Melanie is a waitress here in Savannah, and she’s not shy about showing a little cleavage. She was certain that she wanted breast reconstruction surgery, and the DIEP flap is today regarded as the “gold standard” in reconstructive care for women following a mastectomy. During the multi-stage procedure, a skilled surgeon creates a “living” breast, borrowing skin and fat from the patient’s own abdomen. The result is a new breast that both looks and feels real. In Melanie’s case, she opted for implants as well.

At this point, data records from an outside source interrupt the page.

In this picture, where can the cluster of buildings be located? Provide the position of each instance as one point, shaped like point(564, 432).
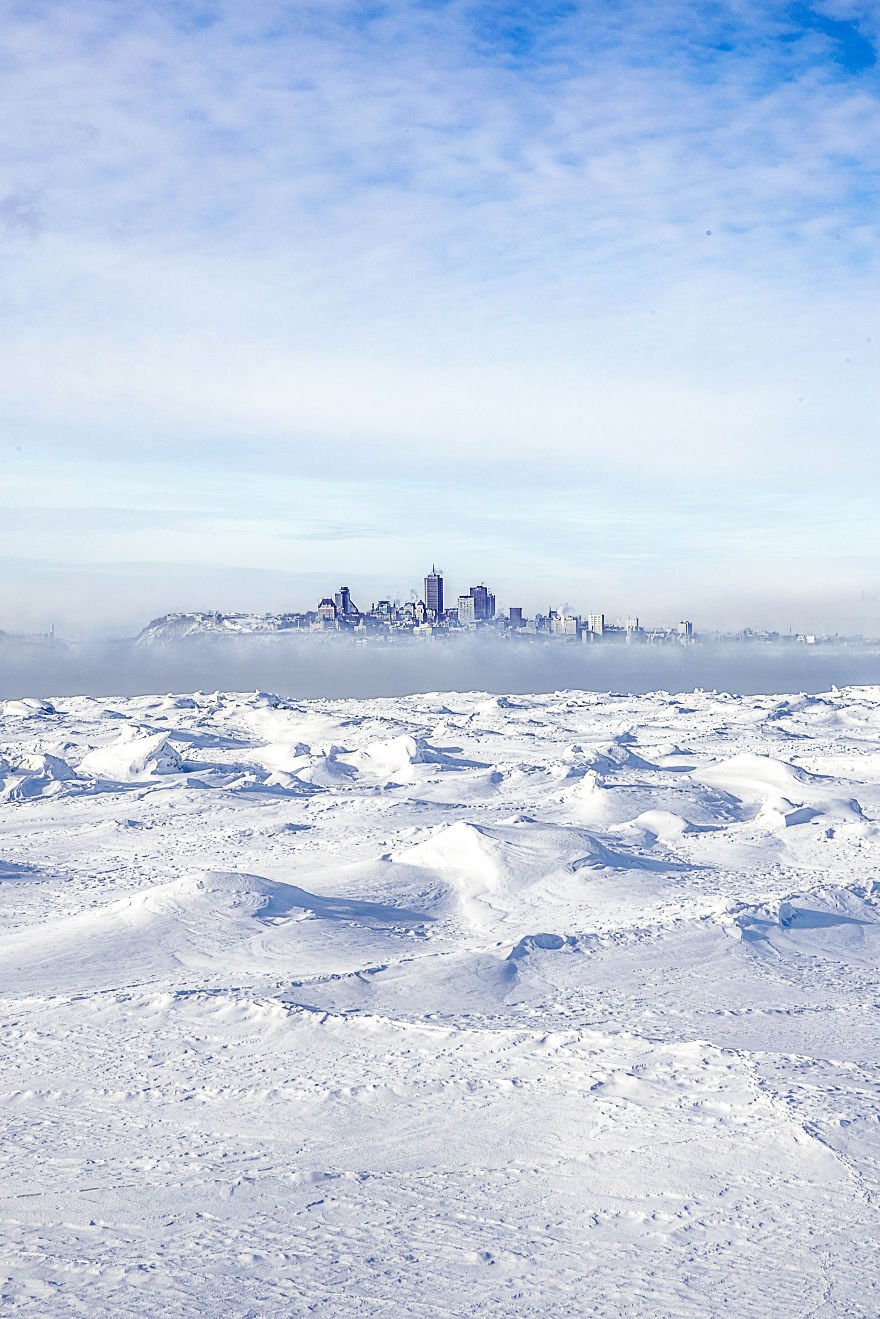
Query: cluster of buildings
point(475, 611)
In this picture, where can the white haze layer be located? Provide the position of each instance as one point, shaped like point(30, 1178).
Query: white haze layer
point(337, 666)
point(451, 1004)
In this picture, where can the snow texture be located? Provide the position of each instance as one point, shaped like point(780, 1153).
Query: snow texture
point(441, 1005)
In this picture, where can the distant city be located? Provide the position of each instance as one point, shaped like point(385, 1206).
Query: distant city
point(472, 611)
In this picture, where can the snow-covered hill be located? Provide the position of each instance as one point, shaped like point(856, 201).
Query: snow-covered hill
point(441, 1005)
point(176, 627)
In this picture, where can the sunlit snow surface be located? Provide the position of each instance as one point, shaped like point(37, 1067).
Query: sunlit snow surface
point(441, 1005)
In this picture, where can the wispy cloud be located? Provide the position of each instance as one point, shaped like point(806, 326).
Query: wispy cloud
point(587, 243)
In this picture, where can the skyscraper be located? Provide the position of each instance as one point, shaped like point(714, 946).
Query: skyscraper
point(483, 603)
point(434, 594)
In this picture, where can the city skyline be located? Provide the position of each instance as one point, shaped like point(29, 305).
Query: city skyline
point(585, 292)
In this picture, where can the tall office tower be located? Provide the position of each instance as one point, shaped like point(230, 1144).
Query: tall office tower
point(434, 594)
point(483, 603)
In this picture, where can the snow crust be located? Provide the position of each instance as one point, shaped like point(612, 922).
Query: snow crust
point(441, 1005)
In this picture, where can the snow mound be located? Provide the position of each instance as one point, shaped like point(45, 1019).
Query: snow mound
point(28, 707)
point(536, 943)
point(615, 756)
point(132, 759)
point(36, 776)
point(668, 826)
point(491, 871)
point(393, 757)
point(833, 923)
point(784, 794)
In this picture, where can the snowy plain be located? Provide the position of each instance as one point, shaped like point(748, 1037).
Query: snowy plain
point(443, 1004)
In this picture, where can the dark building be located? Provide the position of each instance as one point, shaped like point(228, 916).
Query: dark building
point(483, 603)
point(346, 607)
point(434, 594)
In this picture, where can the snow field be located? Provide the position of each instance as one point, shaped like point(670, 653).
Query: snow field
point(440, 1005)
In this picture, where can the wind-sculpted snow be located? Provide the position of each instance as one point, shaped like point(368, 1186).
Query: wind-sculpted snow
point(441, 1005)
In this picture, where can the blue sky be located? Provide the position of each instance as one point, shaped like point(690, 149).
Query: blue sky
point(578, 298)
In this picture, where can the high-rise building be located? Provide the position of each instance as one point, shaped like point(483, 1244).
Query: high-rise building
point(346, 607)
point(434, 594)
point(483, 603)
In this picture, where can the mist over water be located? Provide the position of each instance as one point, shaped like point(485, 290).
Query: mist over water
point(308, 666)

Melanie endured a year and a half of chemotherapy. In October of 2013, as she puts it, Dr. Cannon performed “the tummy tuck” and then, following her course of radiation treatment, she got her implants.
“As soon as the radiation was over, I was like need my boobies need my boobies need my boobies, I’m like, I need my girls back! and Dr. Cannon told Corey, he said, ‘She meant business about those boobs!’”
Recovering from Diep Flap Breast Reconstruction Surgery
Following DIEP Flap breast reconstruction surgery, Melanie was in the ICU for six days.
“I took my son trick or treating three days after I got out of the ICU, because I just cannot miss anything. That is me like, OH MY GOD…”
Looking back, she is pleased with the results of her breast reconstruction surgery. “I researched breast cancer and I have seen numerous pictures of women with scars and mastectomies, and I will tell you, Dr. Cannon has the best scarring I have seen. He is very meticulous about his stitching and where it goes, and now he’s bought Nancy in and she is just as steady as he is. She does an amazing job, too.”
“He also works with a doctor out of Louisiana, and Dr. St. Hilaire is also very nice, very chill.
“They have a great team going.”
Obviously, it’s been a long road for Melanie and her family, but everyone is now cancer-free. Her son was an inspiration, of course, and thanks to the experience of caring for him, she knew how to educate and advocate for herself every step of the way.
Thinking of others who may be diagnosed with breast cancer, she says, “In a funny way, I feel bad for people who don’t have experience with cancer and chemo, because there is so much on the Internet that is not true. That’s why it is so important to find a doctor you can talk to.”
“That is why I am so grateful for Dr. Cannon.”
“It was just little blessings that fell into place like that, all along the way.”